Deadlines for Congress to appropriate money to compensate black farmers as part of a discrimination settlement have come and gone.
Senate Republicans recently rejected a jobless benefits extension bill that included $1.2 billion for the farmers because the total package would have added $30 billion to the national debt.
Now the compensation is included an emergency war and disaster aid bill that passed the House of Representatives before the July 4 holiday and is headed toward the Senate for approval. But top-ranking Republican Sen. Thad Cochran has reportedly said the Senate probably won’t pass a war spending bill that includes unrelated provisions.

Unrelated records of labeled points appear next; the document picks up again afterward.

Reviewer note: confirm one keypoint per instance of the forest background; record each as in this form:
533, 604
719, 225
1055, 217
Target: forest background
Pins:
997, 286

John Boyd, president of the National Black Farmers Association told the Richmond Times-Dispatch that the issue has gotten caught up in partisan politics.
Boyd also told the newspaper that he had spoken to GOP senators who were supportive of the issue, but did not want to vote for the larger benefits extension package.
“I’ve always thought that I could get the bill through Congress on a freestanding vote,” he added. “I still believe that.”
A federal court found in favor of the farmers in the lawsuit against the U.S. Department of Agriculture more than 10 years ago and more than $1 billion in debt relief and payments were awarded. The new settlement — known as Pigford II — will compensate thousands of farmers who missed the filing deadline.
The settlement is the largest civil rights payout in history.